PSN-L Email List Message

Subject: Re: Not so simple photoelectrics, or are they?
From: "Charles R. Patton" charles.r.patton@........
Date: Wed, 30 May 2001 09:53:02 -0700

Thomas W Leiper  wrote:
"You could put a cheap linear filament bulb (like fish tank bulbs)
inside a rotating can with a vertical slit (aligned with the bulb
filament). Put one photocell close to the can for a reference signal.

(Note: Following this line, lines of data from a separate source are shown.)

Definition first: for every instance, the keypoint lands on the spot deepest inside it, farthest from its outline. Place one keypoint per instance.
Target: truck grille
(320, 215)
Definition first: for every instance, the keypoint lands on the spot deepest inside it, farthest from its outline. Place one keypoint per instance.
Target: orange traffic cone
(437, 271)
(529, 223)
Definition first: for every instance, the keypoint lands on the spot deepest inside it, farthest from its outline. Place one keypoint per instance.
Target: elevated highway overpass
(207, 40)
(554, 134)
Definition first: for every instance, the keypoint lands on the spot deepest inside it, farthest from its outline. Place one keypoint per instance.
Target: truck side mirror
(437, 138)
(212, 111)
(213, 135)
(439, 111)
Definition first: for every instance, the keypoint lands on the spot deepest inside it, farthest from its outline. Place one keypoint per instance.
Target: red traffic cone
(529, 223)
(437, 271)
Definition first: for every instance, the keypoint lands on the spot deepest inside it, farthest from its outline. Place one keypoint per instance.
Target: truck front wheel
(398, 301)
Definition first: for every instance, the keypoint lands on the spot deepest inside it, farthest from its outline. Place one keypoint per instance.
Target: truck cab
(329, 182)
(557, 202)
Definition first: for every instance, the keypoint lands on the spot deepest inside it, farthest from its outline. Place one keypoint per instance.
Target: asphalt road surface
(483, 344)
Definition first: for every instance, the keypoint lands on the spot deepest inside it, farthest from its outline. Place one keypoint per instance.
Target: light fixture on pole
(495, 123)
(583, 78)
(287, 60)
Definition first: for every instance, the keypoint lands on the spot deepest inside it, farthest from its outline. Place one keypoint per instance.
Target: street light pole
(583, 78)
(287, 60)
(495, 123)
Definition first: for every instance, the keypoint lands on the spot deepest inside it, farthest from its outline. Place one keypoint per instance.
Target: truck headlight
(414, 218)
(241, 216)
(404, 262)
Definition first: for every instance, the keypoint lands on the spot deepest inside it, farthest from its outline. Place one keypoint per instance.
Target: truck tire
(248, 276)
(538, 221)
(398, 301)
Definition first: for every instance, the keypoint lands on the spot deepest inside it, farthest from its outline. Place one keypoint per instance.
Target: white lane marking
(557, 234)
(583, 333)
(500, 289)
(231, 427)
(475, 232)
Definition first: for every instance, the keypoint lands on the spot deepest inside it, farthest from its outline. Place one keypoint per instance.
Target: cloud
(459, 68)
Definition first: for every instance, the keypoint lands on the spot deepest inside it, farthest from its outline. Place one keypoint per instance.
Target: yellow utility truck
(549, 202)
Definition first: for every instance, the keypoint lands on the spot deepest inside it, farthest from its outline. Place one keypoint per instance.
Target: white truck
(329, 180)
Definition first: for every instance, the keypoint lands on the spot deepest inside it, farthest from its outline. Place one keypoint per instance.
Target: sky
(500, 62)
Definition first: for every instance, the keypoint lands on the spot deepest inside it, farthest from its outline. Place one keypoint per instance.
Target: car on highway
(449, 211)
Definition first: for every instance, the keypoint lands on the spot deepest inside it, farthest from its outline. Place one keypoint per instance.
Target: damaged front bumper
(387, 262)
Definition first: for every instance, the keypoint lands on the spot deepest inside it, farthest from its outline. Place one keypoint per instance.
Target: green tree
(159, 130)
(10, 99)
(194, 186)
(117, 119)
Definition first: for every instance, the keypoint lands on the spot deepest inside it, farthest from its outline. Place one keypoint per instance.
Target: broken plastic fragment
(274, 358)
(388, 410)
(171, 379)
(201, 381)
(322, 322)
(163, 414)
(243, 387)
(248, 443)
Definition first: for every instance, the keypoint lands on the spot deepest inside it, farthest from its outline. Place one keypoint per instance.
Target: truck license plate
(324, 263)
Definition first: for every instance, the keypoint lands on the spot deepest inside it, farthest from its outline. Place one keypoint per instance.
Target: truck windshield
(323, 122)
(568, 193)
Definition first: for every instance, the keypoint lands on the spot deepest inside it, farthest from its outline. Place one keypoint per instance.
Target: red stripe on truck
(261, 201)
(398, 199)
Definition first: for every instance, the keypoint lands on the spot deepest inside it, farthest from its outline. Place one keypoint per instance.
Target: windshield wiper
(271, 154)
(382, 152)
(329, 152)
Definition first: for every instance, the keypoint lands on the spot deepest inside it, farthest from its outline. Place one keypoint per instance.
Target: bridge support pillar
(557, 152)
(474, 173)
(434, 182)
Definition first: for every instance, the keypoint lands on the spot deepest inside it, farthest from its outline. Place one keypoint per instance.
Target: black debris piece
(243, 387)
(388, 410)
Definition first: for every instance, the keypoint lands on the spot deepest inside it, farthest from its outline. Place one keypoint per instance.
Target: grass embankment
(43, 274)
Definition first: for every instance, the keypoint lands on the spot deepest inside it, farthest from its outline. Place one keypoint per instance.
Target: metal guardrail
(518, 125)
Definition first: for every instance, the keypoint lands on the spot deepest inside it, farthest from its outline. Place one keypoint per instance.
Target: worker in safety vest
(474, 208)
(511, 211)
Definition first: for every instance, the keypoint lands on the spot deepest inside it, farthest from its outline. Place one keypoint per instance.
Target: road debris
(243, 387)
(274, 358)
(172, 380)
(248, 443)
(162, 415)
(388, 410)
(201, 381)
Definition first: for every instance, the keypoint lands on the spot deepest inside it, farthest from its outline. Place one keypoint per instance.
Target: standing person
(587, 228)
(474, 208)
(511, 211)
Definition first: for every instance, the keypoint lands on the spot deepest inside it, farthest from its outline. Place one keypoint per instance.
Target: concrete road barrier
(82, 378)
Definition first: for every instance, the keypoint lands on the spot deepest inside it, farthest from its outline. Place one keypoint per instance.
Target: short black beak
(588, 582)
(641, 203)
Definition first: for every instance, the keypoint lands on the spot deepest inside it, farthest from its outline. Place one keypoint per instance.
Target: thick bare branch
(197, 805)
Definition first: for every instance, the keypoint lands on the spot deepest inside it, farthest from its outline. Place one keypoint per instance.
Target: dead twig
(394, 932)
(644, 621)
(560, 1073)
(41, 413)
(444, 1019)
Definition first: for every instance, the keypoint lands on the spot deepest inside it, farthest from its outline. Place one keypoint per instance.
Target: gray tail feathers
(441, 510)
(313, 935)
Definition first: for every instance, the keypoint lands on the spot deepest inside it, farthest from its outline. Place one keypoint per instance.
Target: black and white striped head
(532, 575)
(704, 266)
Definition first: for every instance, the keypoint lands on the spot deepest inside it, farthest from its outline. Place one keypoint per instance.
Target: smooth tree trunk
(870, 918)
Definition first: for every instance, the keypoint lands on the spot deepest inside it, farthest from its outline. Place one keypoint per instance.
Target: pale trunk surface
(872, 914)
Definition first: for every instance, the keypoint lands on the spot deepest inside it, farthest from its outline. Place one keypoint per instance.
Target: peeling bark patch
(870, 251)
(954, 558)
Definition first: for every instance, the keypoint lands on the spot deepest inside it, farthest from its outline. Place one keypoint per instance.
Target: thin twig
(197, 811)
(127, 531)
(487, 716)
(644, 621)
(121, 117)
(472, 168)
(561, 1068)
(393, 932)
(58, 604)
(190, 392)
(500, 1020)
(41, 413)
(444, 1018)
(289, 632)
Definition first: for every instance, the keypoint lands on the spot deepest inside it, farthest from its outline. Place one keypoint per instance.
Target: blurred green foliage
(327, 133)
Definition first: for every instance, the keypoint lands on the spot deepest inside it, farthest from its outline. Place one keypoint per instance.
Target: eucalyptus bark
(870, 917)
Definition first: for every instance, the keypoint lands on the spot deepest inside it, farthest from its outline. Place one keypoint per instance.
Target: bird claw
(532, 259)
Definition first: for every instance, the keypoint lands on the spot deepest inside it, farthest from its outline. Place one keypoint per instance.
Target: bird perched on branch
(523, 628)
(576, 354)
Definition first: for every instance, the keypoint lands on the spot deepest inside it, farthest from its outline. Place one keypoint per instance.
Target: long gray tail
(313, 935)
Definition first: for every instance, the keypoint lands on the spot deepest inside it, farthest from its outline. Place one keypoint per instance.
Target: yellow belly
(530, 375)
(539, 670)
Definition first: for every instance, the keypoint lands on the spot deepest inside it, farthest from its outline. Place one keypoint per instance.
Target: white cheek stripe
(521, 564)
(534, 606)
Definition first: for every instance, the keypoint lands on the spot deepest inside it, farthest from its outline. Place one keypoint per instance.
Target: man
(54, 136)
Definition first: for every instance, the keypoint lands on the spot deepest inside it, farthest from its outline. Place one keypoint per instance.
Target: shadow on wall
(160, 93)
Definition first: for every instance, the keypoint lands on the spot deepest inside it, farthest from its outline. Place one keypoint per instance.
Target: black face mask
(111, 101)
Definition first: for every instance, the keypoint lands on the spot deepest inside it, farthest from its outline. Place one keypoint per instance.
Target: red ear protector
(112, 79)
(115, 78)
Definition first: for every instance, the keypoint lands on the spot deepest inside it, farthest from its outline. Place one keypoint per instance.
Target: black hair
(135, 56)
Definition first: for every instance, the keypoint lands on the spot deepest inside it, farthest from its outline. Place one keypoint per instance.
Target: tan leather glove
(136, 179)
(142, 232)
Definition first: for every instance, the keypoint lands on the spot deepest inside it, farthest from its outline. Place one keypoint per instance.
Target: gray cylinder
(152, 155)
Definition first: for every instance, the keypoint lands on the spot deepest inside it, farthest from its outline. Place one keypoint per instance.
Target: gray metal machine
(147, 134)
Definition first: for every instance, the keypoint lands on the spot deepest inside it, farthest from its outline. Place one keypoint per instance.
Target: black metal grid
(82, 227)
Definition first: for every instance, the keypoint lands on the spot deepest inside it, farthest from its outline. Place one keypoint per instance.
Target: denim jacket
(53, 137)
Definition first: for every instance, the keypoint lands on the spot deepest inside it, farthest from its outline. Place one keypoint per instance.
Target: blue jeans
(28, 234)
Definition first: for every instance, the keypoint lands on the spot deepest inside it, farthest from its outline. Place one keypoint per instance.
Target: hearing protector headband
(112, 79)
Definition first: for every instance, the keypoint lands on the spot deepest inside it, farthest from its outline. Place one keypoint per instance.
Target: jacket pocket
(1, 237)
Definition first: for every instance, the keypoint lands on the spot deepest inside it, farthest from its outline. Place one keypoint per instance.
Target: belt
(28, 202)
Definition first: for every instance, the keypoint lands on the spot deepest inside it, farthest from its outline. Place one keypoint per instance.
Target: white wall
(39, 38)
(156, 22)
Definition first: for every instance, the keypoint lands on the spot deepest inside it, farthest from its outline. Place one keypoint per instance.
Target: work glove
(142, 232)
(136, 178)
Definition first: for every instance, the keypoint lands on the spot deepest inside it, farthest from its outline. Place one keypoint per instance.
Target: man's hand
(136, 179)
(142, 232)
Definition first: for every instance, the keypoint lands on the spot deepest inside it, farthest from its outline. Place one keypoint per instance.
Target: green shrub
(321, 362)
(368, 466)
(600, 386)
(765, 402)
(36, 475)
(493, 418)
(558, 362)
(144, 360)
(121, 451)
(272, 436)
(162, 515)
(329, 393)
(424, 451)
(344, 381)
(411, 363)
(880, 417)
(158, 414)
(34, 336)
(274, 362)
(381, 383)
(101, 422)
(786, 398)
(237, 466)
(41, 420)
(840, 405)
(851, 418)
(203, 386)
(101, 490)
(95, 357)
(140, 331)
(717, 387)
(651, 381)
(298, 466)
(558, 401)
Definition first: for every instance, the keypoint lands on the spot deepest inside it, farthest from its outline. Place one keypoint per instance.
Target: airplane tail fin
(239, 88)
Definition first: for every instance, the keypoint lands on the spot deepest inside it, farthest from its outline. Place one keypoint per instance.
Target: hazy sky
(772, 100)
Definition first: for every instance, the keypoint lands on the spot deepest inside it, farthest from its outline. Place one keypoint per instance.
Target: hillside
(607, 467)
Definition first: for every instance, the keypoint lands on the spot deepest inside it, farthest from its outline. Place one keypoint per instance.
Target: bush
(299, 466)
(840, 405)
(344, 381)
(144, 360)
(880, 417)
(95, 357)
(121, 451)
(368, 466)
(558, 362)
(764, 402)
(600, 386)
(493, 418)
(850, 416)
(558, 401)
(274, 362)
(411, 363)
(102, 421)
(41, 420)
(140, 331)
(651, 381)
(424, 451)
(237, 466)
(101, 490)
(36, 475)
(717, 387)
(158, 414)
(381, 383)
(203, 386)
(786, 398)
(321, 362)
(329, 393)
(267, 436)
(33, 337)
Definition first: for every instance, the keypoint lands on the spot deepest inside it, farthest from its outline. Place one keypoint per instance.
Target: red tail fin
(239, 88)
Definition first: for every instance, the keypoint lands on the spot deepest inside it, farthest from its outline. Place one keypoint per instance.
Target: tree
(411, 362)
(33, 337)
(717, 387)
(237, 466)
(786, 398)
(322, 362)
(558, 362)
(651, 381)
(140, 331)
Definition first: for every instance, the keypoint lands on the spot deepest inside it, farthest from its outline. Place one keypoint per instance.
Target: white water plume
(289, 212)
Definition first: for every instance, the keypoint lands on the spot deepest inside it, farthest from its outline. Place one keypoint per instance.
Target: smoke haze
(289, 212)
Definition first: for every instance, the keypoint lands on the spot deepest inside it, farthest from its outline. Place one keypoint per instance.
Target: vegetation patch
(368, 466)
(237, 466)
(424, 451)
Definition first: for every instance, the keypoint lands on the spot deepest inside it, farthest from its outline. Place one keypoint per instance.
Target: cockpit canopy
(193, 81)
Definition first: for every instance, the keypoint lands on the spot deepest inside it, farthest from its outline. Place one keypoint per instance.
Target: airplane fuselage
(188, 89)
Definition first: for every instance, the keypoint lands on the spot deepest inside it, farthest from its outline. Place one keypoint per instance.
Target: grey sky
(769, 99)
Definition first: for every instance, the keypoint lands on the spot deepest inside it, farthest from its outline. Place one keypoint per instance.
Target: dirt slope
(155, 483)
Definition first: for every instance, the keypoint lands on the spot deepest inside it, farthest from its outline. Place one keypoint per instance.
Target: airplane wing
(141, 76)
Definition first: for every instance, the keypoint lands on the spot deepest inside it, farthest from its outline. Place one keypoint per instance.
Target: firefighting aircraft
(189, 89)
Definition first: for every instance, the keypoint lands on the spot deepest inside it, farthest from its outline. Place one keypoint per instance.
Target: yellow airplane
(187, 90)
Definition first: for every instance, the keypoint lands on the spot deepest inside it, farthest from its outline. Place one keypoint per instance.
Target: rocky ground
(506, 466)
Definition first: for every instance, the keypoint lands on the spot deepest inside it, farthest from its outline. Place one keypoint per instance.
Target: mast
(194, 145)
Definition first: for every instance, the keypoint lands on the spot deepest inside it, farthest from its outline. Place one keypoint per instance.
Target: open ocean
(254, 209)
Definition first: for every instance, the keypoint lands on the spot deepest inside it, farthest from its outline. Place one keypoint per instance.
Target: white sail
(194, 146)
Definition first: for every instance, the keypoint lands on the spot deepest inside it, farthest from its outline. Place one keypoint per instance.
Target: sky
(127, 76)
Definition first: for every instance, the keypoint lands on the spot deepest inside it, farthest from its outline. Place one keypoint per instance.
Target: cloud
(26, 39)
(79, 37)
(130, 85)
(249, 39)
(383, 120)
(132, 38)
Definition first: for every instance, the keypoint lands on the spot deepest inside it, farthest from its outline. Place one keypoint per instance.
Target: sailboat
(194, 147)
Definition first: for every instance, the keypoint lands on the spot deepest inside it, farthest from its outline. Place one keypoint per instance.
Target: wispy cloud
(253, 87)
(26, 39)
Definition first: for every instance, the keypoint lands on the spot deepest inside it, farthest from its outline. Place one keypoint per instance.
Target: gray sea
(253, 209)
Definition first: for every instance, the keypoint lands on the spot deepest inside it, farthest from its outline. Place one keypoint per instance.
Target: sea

As
the can rotates you get a timing pulse."

My thoughts:
On the surplus market, in the motors section of the various catalogs
there are often motors with the multi-faceted mirror attached.  These
units have come out of laser scanner units.  If you wanted to try Tom's
method, I think it would be much simpler to start with one of these as
they're balanced, and have good optical first surface mirrors. 
Personally I think it would be a difficult challenge to obtain
satisfactory results for the following reason.  Start with a reasonable
rotation rate of 3600 rpm on the scanner motor.  Assume that your
optical path length is 10 ft long and that your detectors are 0.1 inch
in dia.  Your first number is the pulse width on the detector.  0.1 in /
{10 ft * 12 in/ft * 2 * pi * (3600rpm/60 sec/min)} = pulse width in
seconds = 2.210485320721E-6   Or about 2 us.  You now need to resolve
this to parts in 2^16.  It's not going to happen.  The fastest optical
diodes available today are in the 10 GHz range which would only get you
to 2^7 and those diodes and circuitry are not cheap -- they are state of
the art.  In fact, it would take a bit of doing to even see, much less
decimate, the 2 us pulse with standard silicon solar cells.  Some
photo-diodes have responses beyond this region but you have left the
easy designs and are starting to step into interesting territory.